CARE – EEE! The Creative Naming Dilemma

I’m all for individual expression and creativity.  Just don’t make me pronounce it or spell it in an email.  When faced with the wildly original stabs at phonics that pass for naming many of my fellow human beings, I turn into a stiff-backed wing nut, spewing out exhortations for things like a Return to Discipline and Uncompromising Standards.

Here’s my reasoning – names are something given to babies, and babies grow into children, and here is what children want to do – blend in. Being a kid is hard enough.  If you’ve already got genetically dispensed unfortunate looks, or a last name that’s the same  as the horribly smelly character on a popular tv show – well, then, you don’t really need a first name that requires its own pronunciation guide for the first day of school.  The thing most parents won’t acknowledge is that they’re going to be providing a steady stream of misery to their children for the rest of their lives.  Does the suffering really have to start on the day that the Birth Certificate gets completed?

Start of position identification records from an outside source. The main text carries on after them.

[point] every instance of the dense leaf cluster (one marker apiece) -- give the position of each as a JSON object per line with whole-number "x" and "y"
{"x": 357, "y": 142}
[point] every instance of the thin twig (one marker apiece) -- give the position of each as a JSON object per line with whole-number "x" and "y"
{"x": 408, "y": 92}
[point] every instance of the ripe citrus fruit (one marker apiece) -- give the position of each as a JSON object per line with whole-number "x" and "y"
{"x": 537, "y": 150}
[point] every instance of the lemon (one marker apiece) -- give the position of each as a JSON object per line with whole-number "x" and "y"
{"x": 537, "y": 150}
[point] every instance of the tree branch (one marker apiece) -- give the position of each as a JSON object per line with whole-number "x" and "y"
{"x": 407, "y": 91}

So, while I am a “whatever floats your boat” proponent for most human activities, I am a staunch supporter of Old Fashioned Values when it comes to naming. As a long-time volunteer at the Crisis Nursery, I’ve encountered some real doozies. Purpess, Jurnee and Promiss, for example, are some very small children with some very awful names that they most certainly don’t deserve. 

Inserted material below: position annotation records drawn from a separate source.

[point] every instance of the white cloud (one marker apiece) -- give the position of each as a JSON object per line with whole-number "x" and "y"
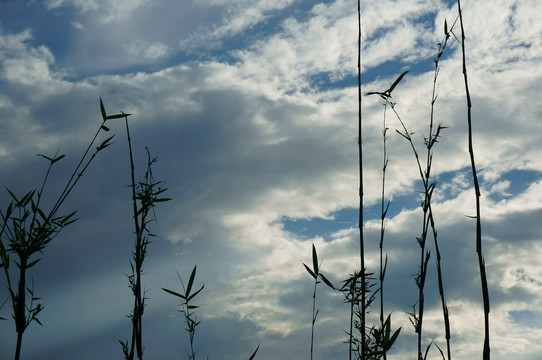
{"x": 146, "y": 51}
{"x": 245, "y": 144}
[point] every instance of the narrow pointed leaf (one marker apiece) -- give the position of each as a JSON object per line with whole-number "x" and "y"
{"x": 174, "y": 293}
{"x": 326, "y": 281}
{"x": 314, "y": 260}
{"x": 117, "y": 116}
{"x": 396, "y": 82}
{"x": 310, "y": 271}
{"x": 194, "y": 294}
{"x": 102, "y": 109}
{"x": 191, "y": 281}
{"x": 254, "y": 353}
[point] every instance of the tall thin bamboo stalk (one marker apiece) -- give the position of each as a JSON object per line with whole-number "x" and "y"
{"x": 360, "y": 151}
{"x": 481, "y": 263}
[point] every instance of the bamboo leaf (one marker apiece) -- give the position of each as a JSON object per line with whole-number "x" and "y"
{"x": 254, "y": 353}
{"x": 190, "y": 281}
{"x": 102, "y": 109}
{"x": 326, "y": 281}
{"x": 104, "y": 143}
{"x": 310, "y": 271}
{"x": 28, "y": 266}
{"x": 194, "y": 294}
{"x": 174, "y": 293}
{"x": 395, "y": 83}
{"x": 314, "y": 260}
{"x": 117, "y": 116}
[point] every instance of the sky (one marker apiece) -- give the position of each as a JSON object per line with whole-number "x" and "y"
{"x": 251, "y": 109}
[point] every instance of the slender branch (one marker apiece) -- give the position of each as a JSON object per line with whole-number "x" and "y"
{"x": 485, "y": 291}
{"x": 360, "y": 150}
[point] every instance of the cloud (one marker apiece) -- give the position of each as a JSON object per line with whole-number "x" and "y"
{"x": 245, "y": 143}
{"x": 148, "y": 52}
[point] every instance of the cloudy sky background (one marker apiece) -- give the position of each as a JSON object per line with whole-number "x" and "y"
{"x": 251, "y": 108}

I’ve gotten over my initial despair at how someone whose idiot parent named her “Neveah” (Heaven spelled backwards, natch) could ever succeed in life.  Whenever I hold one of these sweet innocents, I just tell myself, “Think of Oprah,” and imagine thousands of middle-aged women bowing at the poorly named child's feet.  It’s not the long-term future that worries me for these kids.  It’s second grade. 

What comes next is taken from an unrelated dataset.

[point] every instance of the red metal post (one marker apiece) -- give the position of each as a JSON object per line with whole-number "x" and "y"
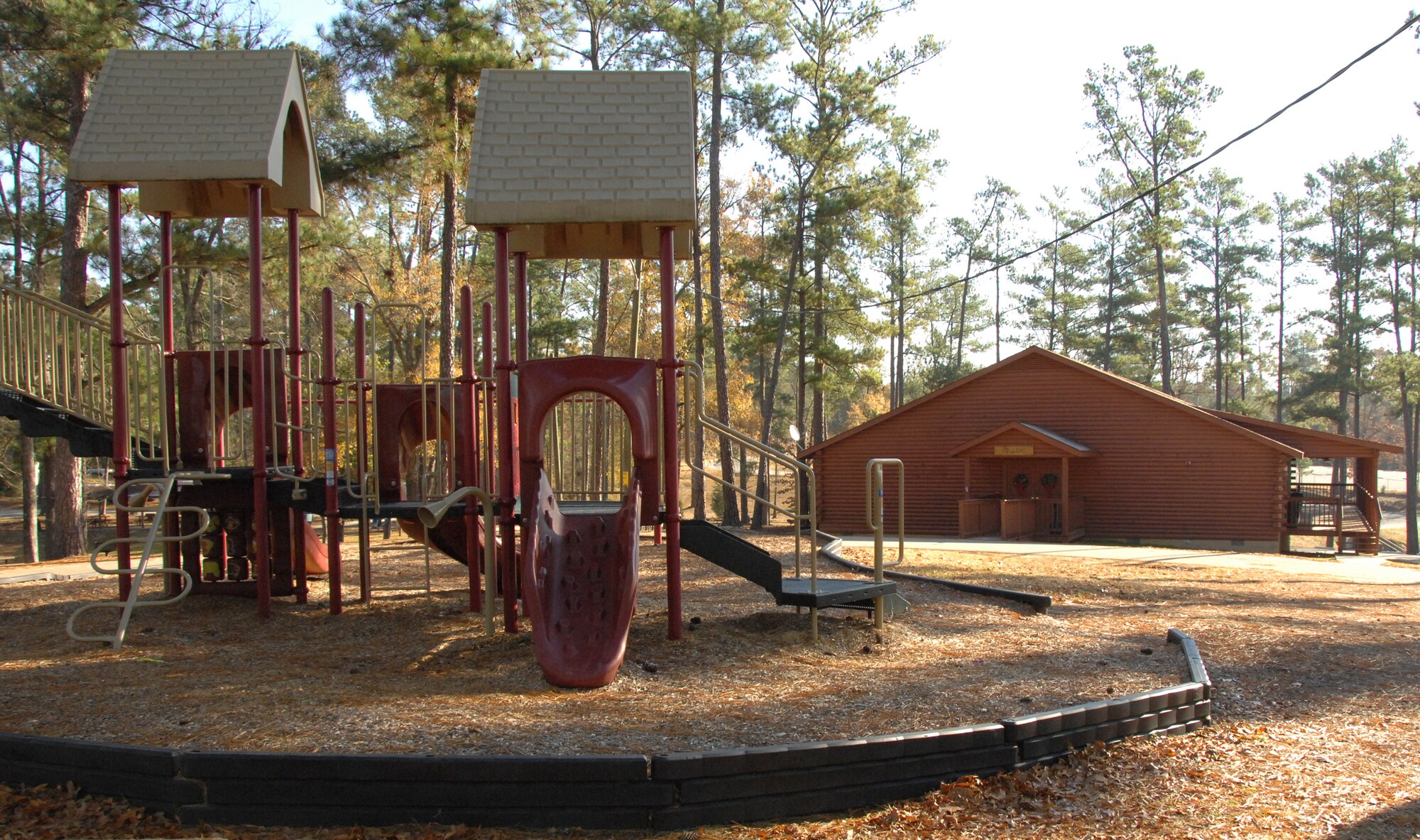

And then there is the spelling issue.  I’ve noticed more and more that the very people whose names are not easily spelled correctly are the ones who get most upset at any deviation from the “three Es in a row, the middle one capitalized” that their name requires.  I want to spell everything correctly, really I do.  But, just in my own circle of acquaintances with the moniker of  "Carrie," (spelled the Stephen King way), I know a Kari, a Cary, a Kerie, a Kerry and a Carri. (The only variant that hasn’t appeared so far is “Carry,” as in “Cash and …,” I suppose for obvious reasons). This is too much for my brain to compute, even on a good day.  

My one-plank presidential platform of the Universal Permission Slip might need to be expanded to include a 20-name list, standardized spelling, from which every family must choose a name. Given our recent successes with the budget, this one should be a slam dunk – oh, right.  Perhaps I’ll need to rethink my philosophy, just a bit.